A few years ago my daughter boasted videos and photographs of a great grandson’s beginnings. She documented his first steps, words and other childhood events. All on her phone. The data could not be transferred to anything, another phone, a computer, a “cloud” or a disk. The history is lost.
How do we examine some history of say, the 1920’s? We read about it and look at the plethora of pictures and cinema from that era, printed and reprinted in books. We can look at that old, black-page photograph album from the closet shelf that great grandma put together with US in mind! That decade was nearly a hundred years ago. What will be left of the current era a hundred years from now?
Will there be “clouds” of photographs and text available conveniently for perusal and education? Or are we doomed to become more and more uninformed about the reality we live in?
Twilight is right. One big bang and it’s all gone. Or perhaps “not available” to an inquiring mind. History might be reduced to oral stories from memory, passed down in limited quantities to new memories; New memories that do not have the depth and color of their predecessors, nor their passion.
What was the government’s big problem with the Vietnam disaster? It was on television, step by step, mistake by mistake. People saw it. People didn’t want any more of it. The lucrative war machine ground to a halt for a while. That’s not going to happen again. No more satellite transmissions of digital television from on the scene.
If George Orwell had known of this digital development, he would have said “Aha! See! I told you so.” Keep the public uninformed of current events. Keep historical events dim so that they can be re-written at any time. You can’t say things are better or worse today than they were yesterday, because you don’t accurately remember yesterday. The corporate governments won’t want you making those comparisons anyway.
And after all, deleting data files is much safer and tidier than burning books.
Even without dire calamity removing the internet from our lives, there are still problems associated with our digital way of life. An interesting article explains:
Google boss warns of 'forgotten century' with email and photos at risk...Digital material including key historical documents could be lost forever because programs to view them will become defunct, says Vint Cerf.
Snip:
The warning highlights an irony at the heart of modern technology, where music, photos, letters and other documents are digitised in the hope of ensuring their long-term survival. But while researchers are making progress in storing digital files for centuries, the programs and hardware needed to make sense of the files are continually falling out of use.

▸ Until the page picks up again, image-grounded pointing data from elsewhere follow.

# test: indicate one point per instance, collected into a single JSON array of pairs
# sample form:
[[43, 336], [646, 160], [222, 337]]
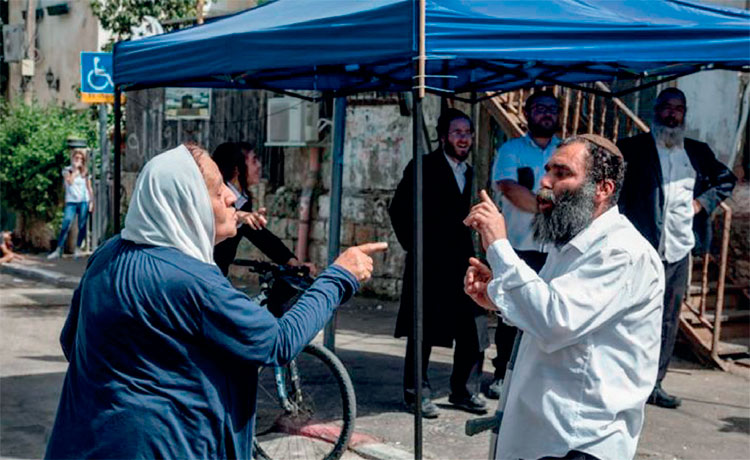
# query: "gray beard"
[[572, 212], [669, 137]]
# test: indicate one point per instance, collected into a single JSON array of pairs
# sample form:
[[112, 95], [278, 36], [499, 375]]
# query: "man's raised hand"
[[357, 261], [478, 276], [486, 219]]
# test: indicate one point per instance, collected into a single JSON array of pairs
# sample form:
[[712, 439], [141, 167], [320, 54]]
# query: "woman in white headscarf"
[[163, 351]]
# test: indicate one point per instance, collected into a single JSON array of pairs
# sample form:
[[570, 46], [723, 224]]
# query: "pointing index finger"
[[371, 248], [485, 197]]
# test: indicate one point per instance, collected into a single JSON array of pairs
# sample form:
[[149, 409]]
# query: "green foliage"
[[33, 151], [118, 16]]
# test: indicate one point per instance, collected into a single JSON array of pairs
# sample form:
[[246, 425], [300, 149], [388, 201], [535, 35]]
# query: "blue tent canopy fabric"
[[471, 45]]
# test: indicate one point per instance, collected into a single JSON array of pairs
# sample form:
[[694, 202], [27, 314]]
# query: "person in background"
[[6, 248], [79, 201], [516, 174], [240, 168], [163, 351], [672, 185]]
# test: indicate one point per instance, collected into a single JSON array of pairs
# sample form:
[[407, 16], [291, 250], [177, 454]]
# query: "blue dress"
[[164, 355]]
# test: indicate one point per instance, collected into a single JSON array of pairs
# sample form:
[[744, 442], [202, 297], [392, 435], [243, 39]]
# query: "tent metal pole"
[[118, 143], [418, 267], [418, 272], [334, 224]]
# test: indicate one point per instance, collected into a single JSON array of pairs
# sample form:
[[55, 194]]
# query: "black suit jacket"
[[448, 311], [268, 243], [642, 196]]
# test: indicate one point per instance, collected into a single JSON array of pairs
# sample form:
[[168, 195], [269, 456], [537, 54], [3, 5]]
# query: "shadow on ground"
[[28, 406]]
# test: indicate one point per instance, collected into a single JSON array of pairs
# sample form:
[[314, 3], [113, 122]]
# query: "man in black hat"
[[672, 185], [448, 313]]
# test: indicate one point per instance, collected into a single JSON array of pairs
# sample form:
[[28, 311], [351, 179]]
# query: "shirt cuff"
[[501, 257]]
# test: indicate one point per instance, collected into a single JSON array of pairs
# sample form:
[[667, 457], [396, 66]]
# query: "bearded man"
[[590, 319], [672, 185], [448, 314], [516, 173]]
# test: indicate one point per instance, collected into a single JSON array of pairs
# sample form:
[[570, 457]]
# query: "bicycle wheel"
[[319, 419]]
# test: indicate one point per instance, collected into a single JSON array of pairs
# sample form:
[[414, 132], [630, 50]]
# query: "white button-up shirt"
[[590, 349], [459, 171], [518, 153], [678, 183]]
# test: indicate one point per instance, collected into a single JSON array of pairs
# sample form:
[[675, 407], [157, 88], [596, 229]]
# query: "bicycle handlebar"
[[261, 267]]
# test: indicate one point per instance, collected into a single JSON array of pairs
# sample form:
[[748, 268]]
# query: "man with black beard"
[[672, 186], [516, 172], [448, 314], [590, 319]]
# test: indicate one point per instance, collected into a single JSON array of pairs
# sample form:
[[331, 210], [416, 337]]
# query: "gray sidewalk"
[[713, 422]]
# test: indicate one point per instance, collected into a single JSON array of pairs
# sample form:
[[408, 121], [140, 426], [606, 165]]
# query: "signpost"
[[96, 78], [97, 87]]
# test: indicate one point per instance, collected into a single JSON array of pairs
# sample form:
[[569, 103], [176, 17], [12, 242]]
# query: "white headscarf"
[[171, 206]]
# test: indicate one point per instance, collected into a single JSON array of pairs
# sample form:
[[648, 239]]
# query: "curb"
[[40, 274], [381, 451]]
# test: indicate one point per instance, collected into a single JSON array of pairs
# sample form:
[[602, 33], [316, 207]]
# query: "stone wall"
[[376, 151]]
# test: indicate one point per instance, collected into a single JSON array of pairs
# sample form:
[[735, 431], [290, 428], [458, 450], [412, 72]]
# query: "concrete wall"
[[60, 40], [376, 151]]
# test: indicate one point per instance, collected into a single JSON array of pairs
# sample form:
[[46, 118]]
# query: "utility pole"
[[28, 86]]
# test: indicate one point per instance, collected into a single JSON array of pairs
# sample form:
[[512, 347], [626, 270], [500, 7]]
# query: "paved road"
[[31, 363]]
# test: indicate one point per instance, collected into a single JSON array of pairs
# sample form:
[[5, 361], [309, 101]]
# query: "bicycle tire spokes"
[[322, 416]]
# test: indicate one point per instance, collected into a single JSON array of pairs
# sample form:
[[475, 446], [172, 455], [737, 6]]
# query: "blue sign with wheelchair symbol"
[[96, 73]]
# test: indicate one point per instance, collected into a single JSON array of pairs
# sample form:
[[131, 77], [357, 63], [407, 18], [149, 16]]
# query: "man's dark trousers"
[[675, 277], [505, 335]]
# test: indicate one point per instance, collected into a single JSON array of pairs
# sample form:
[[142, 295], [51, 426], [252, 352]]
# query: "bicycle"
[[307, 408]]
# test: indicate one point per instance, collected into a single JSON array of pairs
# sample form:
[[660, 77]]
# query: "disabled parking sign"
[[96, 78]]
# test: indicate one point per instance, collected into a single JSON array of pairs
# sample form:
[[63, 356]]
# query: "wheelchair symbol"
[[100, 75]]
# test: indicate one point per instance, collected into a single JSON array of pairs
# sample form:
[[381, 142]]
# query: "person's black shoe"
[[661, 398], [494, 389], [474, 403], [429, 409]]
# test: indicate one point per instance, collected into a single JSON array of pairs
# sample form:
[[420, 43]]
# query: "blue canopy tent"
[[470, 45], [441, 46]]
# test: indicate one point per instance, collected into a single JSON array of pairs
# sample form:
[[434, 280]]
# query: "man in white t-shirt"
[[516, 173]]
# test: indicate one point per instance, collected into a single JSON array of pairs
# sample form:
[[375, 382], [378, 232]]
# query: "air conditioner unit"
[[291, 122]]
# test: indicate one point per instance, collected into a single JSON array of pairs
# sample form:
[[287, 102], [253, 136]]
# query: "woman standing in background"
[[78, 200]]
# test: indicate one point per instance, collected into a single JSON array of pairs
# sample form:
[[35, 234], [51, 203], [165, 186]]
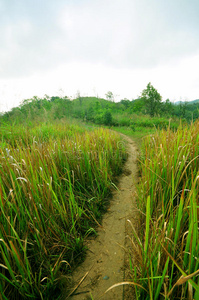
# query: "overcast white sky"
[[59, 47]]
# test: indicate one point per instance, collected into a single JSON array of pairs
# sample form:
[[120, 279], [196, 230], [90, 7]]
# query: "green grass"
[[54, 179], [169, 199]]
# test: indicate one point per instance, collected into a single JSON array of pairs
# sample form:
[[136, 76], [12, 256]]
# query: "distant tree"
[[108, 118], [109, 96], [126, 103], [152, 100]]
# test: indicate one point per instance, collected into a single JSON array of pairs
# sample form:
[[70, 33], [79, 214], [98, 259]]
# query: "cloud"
[[122, 33]]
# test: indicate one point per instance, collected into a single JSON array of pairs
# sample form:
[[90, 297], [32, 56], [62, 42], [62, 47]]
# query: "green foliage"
[[108, 118], [152, 100], [169, 197], [54, 179]]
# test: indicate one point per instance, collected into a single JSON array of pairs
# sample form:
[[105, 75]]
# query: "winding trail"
[[107, 254]]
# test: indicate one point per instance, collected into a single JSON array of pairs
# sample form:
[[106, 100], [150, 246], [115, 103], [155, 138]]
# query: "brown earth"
[[107, 257]]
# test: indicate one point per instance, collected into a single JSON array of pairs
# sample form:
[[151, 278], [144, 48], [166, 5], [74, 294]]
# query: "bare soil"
[[107, 257]]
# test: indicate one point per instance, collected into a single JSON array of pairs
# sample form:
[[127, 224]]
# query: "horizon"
[[98, 46]]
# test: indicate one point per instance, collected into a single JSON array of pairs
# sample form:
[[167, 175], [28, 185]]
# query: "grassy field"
[[54, 182], [167, 245]]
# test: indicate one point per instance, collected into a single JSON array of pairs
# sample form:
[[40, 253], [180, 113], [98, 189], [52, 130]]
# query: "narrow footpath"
[[107, 256]]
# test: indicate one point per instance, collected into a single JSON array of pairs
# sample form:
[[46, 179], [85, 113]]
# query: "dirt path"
[[105, 260]]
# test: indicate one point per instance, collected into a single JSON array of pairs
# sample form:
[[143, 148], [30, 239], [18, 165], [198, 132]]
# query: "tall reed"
[[54, 180], [168, 254]]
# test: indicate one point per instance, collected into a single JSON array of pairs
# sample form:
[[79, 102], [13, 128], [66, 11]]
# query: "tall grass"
[[168, 254], [53, 183]]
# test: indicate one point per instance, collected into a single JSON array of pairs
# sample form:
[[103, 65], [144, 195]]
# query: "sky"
[[65, 47]]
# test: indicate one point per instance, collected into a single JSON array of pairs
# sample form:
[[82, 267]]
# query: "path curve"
[[105, 260]]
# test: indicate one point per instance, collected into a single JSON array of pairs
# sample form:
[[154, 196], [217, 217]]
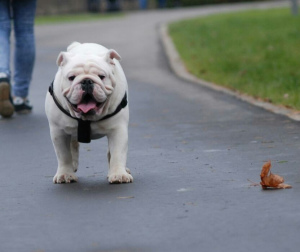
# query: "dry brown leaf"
[[271, 180], [128, 197]]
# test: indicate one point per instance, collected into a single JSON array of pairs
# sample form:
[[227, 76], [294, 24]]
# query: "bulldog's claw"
[[65, 178], [118, 178]]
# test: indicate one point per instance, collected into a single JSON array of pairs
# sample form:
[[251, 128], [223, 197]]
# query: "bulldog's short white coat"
[[79, 66]]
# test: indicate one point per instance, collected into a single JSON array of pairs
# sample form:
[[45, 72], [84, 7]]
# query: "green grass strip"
[[255, 52]]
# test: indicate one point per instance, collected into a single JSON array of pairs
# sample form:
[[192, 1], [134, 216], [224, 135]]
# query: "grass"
[[255, 52], [55, 19]]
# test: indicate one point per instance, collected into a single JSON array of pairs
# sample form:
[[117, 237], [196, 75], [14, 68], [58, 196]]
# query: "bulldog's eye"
[[71, 78]]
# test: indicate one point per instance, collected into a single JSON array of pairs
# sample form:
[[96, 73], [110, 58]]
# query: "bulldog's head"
[[87, 81]]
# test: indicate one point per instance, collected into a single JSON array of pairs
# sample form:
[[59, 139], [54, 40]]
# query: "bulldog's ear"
[[112, 54], [73, 45], [61, 59]]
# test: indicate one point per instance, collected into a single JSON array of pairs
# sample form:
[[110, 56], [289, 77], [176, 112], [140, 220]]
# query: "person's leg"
[[6, 107], [5, 29], [24, 57]]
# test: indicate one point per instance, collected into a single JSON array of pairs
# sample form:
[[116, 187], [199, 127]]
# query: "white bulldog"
[[88, 100]]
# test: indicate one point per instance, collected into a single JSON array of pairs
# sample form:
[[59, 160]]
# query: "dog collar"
[[84, 126]]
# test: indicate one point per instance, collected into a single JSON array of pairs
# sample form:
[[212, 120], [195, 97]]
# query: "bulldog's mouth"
[[88, 105]]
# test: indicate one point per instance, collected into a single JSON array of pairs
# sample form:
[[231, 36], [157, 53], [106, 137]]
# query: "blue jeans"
[[18, 14]]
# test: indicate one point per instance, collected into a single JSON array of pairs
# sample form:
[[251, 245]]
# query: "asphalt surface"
[[193, 154]]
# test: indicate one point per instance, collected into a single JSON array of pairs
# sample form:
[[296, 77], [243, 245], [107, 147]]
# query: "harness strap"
[[84, 126]]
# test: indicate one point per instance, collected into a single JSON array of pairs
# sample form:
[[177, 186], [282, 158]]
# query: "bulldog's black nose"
[[87, 85]]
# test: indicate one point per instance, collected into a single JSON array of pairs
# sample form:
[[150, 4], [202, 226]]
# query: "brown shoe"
[[6, 107]]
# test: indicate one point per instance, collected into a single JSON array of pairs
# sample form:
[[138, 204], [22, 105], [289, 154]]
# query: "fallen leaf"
[[128, 197], [270, 180]]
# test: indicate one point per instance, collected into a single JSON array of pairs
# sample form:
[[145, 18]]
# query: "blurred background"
[[46, 7]]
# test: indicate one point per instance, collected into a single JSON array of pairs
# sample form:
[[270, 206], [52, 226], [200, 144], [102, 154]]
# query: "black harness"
[[84, 126]]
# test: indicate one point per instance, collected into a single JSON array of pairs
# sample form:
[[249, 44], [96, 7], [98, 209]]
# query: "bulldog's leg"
[[75, 153], [117, 157], [62, 145]]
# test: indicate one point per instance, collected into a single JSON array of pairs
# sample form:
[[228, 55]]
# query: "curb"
[[179, 69]]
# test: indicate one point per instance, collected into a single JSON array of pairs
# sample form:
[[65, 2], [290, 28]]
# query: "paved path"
[[192, 152]]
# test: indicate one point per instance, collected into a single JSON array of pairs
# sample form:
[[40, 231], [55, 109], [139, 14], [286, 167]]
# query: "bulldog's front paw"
[[120, 177], [66, 177]]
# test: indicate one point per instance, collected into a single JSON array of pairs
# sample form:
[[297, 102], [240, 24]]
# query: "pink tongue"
[[86, 107]]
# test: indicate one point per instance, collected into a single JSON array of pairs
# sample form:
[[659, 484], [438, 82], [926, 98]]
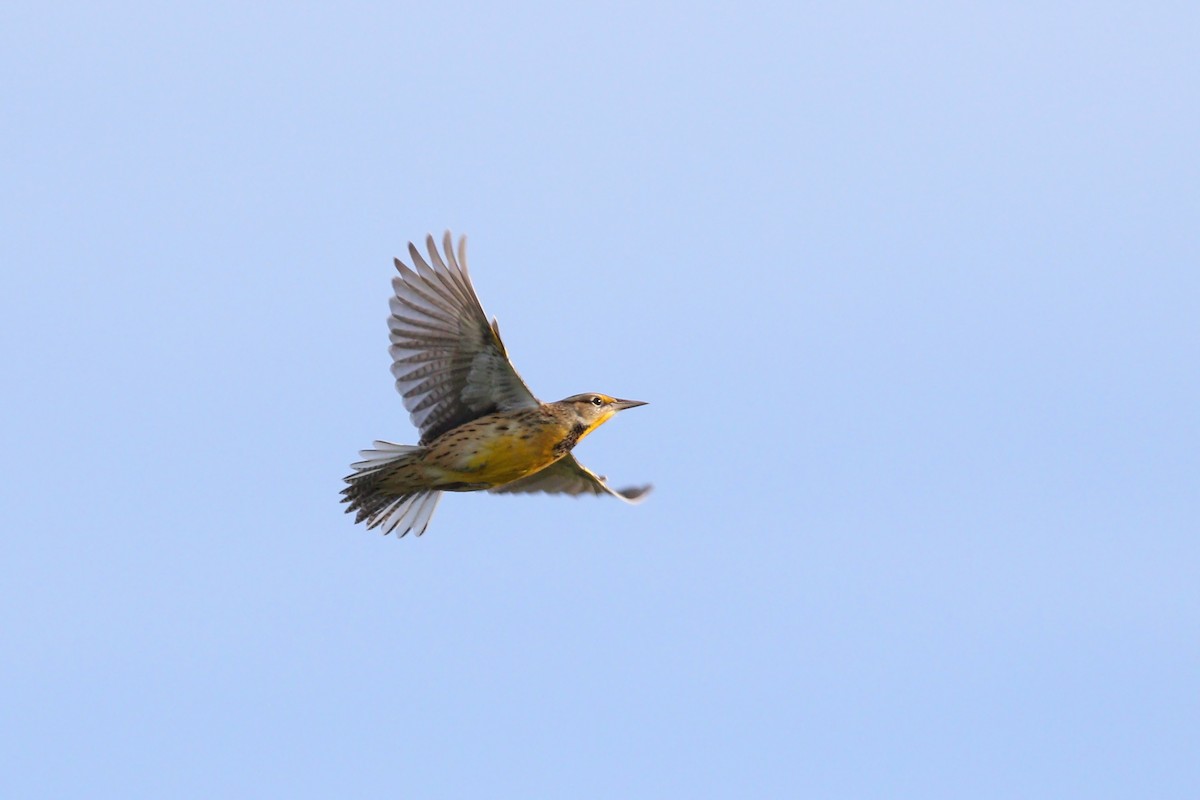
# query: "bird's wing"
[[449, 362], [569, 476]]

“We are nonchalantly throwing all of our data into what could become an information black hole without realising it. We digitise things because we think we will preserve them, but what we don’t understand is that unless we take other steps, those digital versions may not be any better, and may even be worse, than the artefacts that we digitised,” Cerf told the Guardian. “If there are photos you really care about, print them out.”
It's good to have precious photographs and documents available in both paper and digital form - "proper" photos and papers can be lost for ever too - as I know very well due to having lost all of my own to fire in 1996. Fortunately my mother's collection provided some replacements, but the majority remain lost forever.